Tim Timanus Chairman

Thank you, Asylbek. Our nonperforming assets at quarter end September 30, 2020 totaled $69,542,000 or 33 basis points of loans and other real estate, compared to $77,942,000 or 37 basis points at June 30, 2020. This represents approximately an 11% decline. The September 30, 2020, nonperforming asset total was made up of $57,874,000 in loans, a $120,000 in repossessed assets and $11,548,000 in other real estate. Of the $69,542,000 in nonperforming assets, $11,761,000 or 17% are energy credits, all of which are service company credits. Since September 30, 2020, $5,134,000 in nonperforming assets have been put under contract for sale. This represents 7.4% of the nonperforming dollars. Net charge-offs for the three months ended September 30, 2020 were $10,570,000 compared to $13,001,000 for the quarter ended June 30, 2020. $10 million was added to the allowance for credit losses during the quarter ended September 30, 2020. The average monthly new loan production for the quarter ended September 30, 2020 was $449 million. Loans outstanding at September 30, 2020 were $20.8 billion, which includes $1,394,000,000 in PPP loans, out of the original $1,430,000,000 booked. The September 30, 2020 loan total is made up of 39% fixed-rate loans, 36% floating-rate loans and 25% that reset at specific intervals. I'll now turn it over to Charlotte Rasche.

Charlotte Rasche General Counsel

Thank you, Tim. At this time, we are prepared to answer your questions. Grant, can you please assist us with questions?

Operator

Our first question today will come from Jennifer Demba with Trust. Please go ahead.

Speaker 5

Thank you. Good morning.

Good morning.

Charlotte Rasche General Counsel

Good morning.

Speaker 5

I'm wondering about fee income. Wondering what you're thinking about the mortgage banking outlook and also the sustainability of the other line items in the fee income going forward. Will you see more business activity and consumer activity improvement in those line items? Thanks.

Yes, I think net interest income improved this quarter due to the recovering economy. Our NSF fee increased and is returning to the normalized levels we saw before COVID. We expect continued improvement in this area. Regarding mortgage income, activity has been strong lately, and I anticipate that fee income will remain stable or even grow. Overall, we are seeing a rebound in fee income, along with various one-off income sources, such as syndication activities we undertook this quarter. We are optimistic about the ongoing improvement in fee income in the near future.

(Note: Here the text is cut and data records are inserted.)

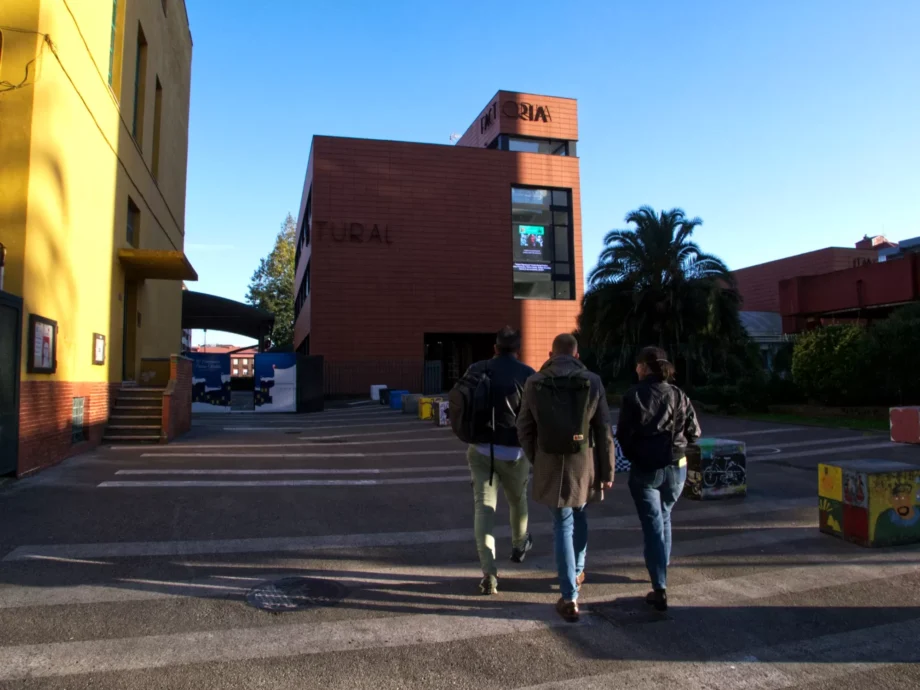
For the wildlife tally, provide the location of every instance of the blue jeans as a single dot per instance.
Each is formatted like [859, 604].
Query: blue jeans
[655, 494]
[570, 528]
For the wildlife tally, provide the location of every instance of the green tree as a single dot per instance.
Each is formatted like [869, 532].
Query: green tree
[272, 285]
[653, 284]
[828, 364]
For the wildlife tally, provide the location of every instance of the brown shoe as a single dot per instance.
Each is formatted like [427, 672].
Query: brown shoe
[568, 610]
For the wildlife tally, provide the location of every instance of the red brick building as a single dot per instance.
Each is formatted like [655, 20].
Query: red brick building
[414, 252]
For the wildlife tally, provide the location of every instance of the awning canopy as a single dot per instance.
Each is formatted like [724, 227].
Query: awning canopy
[213, 313]
[154, 264]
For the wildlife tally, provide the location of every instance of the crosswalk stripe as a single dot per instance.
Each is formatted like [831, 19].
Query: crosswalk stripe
[292, 471]
[382, 539]
[270, 483]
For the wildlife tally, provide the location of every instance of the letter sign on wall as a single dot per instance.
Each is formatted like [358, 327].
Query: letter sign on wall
[354, 232]
[526, 111]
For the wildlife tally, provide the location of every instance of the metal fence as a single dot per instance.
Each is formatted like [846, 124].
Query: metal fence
[355, 378]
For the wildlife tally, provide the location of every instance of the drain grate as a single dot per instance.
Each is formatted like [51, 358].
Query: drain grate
[295, 594]
[625, 612]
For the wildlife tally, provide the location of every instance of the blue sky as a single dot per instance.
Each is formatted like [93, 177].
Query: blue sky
[786, 125]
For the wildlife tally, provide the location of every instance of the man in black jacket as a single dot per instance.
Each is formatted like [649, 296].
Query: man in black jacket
[503, 459]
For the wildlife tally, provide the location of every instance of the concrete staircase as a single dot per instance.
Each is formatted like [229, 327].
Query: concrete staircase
[137, 416]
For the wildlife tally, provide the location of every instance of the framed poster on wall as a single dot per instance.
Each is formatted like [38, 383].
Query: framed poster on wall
[98, 349]
[42, 345]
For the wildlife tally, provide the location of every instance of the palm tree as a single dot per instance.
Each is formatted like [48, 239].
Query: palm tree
[653, 283]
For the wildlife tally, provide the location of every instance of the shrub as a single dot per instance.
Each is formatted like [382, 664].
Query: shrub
[828, 364]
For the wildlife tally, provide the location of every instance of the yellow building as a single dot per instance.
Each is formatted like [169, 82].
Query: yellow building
[94, 104]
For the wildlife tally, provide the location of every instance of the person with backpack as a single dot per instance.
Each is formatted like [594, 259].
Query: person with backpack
[657, 422]
[564, 427]
[483, 408]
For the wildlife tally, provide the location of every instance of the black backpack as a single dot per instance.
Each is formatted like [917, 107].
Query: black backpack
[562, 410]
[470, 406]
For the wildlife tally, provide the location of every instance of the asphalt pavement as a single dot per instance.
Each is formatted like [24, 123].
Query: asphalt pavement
[336, 550]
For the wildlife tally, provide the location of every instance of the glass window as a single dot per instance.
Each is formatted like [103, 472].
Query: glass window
[541, 240]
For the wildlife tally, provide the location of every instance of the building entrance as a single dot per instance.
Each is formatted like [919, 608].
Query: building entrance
[10, 338]
[456, 352]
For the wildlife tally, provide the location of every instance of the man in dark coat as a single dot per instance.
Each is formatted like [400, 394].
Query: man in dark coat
[567, 483]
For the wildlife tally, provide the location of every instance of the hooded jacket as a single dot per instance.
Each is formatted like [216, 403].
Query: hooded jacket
[568, 481]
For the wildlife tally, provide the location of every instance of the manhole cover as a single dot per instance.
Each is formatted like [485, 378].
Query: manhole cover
[628, 612]
[295, 594]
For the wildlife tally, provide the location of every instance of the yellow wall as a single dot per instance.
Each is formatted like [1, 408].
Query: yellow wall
[83, 164]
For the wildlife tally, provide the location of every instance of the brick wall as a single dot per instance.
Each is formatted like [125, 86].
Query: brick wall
[45, 420]
[759, 285]
[177, 399]
[443, 260]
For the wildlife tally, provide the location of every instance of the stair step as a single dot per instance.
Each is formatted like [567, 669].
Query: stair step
[130, 439]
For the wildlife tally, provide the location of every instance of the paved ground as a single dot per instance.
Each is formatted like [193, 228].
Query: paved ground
[130, 568]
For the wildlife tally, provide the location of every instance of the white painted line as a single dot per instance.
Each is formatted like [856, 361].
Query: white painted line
[351, 425]
[298, 471]
[395, 454]
[819, 442]
[684, 513]
[826, 451]
[262, 484]
[757, 432]
[268, 642]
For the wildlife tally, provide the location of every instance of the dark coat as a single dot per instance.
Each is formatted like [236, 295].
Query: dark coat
[657, 422]
[562, 481]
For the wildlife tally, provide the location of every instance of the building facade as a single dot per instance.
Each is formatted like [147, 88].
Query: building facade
[410, 253]
[94, 106]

Yes, I would like to add that we are seeing our fee income recover due to increased activity, which is reflected in higher NSF fees. I believe we will likely see further increases. We also experienced higher mortgage fees, although that may stabilize over time. Additionally, we had strong trust fees, and as Asylbek mentioned earlier, the Legacy team managed a $275 million syndication that generated approximately $1 million. They are continuing to provide services that we did not offer previously. While the income may vary, Kevin might want to elaborate, but we will continue to see returns and income from those services. We also charge fees for servicing at the same time.

Speaker 5

David, are you starting to get more incoming calls from potential merger partners interested in having discussions at this point?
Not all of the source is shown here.